I'd probably wait until they were older unless I could find a school here with the same curriculum

the other thing is visas? Have you checked out what sort of visa you could get - or would the Spanish descent make a difference?


----------



## Chopera (Apr 22, 2013)

jennieb said:


> I've been widowed for 3 years now and have kids aged 11 and almost 13. I'm in a position right now where I don't have to work and would love to take the kids and live in Spain for a year. I'm Cuban with Spanish descent and I'm a fluent Spanish speaker. My kids understand and speak some but I want them to become fluent too. I don't care where we live (although I prefer the south of Spain) but I want them to be in a very good school -maybe a bilingual school (English/Spanish). They are very smart and are in a challenging private college-prep school right now and would be going back to that school the following school year. It would be a hard transition for them so I want them to take full advantage of this experience. Any advice would be greatly appreciated. Also, does anyone think they'll enjoy this more when they're a little older (high school). Please help


There are American schools in the major Spanish cities and indeed American Universities. So they might be able to get into one of those and still follow the US curriculum. To be honest I agree with other posters who say that it isn't the best age for your children to do this, since they'll need to be learning a lot of other things as well as perfecting their Spanish and adapting to a new culture, and also since those schools teach in English, they might not be exposed to that much Spanish anyway.

By the way, I was in Havana a few years ago and many Cubans told me that the Spanish government was giving Spanish citizenship to Cubans who could prove they were of Spanish descent. I'm not sure if this is still the case, but it seemed to be causing quite a stir at the time, even though most Cubans of Spanish descent had no way of proving it.


----------



## 213979 (Apr 11, 2013)

I know the American school in Bilbao is offering IB content. That might be a good choice for your kids. I think the public system would be WAY too much of a shock for them since it's an entirely different way of studying.


----------



## jennieb (Jul 9, 2013)

thanks so much to everyone that replied. It was much helpful. I think I'm leaning towards just spending next summer with them in Spain while theyre off school. They get almost 3 months anyway. I think it would be a better experience at their age and a lot less drastic. Maybe I leave the expat experience for myself when they go to college and I'm on my own.


----------



## jennieb (Jul 9, 2013)

"By the way, I was in Havana a few years ago and many Cubans told me that the Spanish government was giving Spanish citizenship to Cubans who could prove they were of Spanish descent. I'm not sure if this is still the case, but it seemed to be causing quite a stir at the time, even though most Cubans of Spanish descent had no way of proving it."[/QUOTE]

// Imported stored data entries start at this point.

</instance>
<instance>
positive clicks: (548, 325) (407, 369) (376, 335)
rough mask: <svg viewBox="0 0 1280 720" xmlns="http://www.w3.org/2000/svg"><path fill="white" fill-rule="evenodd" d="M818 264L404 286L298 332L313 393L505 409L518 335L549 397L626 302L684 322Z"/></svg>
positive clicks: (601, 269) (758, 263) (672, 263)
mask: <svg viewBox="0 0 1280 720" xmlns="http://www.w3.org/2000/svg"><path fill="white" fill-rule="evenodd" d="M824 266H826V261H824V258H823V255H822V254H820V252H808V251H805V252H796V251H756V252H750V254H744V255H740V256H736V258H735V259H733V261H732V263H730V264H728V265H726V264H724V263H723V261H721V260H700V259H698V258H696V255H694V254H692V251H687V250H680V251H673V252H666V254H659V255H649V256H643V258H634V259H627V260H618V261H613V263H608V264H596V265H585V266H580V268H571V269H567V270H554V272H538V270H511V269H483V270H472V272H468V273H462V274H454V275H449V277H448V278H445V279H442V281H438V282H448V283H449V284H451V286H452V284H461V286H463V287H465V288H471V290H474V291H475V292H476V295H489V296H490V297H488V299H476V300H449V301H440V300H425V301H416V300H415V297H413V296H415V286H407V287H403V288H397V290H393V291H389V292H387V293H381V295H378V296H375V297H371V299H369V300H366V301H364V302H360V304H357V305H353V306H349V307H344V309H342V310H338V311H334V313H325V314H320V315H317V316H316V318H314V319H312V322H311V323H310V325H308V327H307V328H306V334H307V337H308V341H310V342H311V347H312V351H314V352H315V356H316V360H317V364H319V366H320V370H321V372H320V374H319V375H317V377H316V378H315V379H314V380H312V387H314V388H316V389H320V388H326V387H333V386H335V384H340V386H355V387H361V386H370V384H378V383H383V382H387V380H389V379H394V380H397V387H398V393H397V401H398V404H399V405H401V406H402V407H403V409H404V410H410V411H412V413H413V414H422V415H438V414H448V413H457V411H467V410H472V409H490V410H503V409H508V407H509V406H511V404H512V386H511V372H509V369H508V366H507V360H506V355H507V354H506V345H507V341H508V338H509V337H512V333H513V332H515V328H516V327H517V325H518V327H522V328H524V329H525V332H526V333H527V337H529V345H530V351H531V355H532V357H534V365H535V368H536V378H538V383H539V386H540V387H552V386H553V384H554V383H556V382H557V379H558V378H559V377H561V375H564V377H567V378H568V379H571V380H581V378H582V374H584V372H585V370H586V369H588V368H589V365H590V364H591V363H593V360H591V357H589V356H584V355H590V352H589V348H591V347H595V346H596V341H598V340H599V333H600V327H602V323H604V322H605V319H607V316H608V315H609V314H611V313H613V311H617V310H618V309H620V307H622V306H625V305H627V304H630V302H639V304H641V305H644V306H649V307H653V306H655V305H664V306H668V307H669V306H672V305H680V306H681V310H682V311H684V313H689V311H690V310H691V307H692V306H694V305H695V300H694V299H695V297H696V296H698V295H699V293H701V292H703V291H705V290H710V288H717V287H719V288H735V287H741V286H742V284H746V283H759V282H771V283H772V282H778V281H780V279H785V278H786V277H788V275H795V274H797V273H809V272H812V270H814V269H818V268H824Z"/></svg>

yes, Spain is giving cubans with spanish descent citizenships. I have several relatives who have gotten them. 2 of them (women in their twenties) have immigrated to the US since getting them because now they can finally travel abroad without being scrutinized so they have taken the opportunity to "escape" the country. It has caused a lot of immigration to the US. I don't know how Cuba is allowing it . I bet they are not happy about it.


----------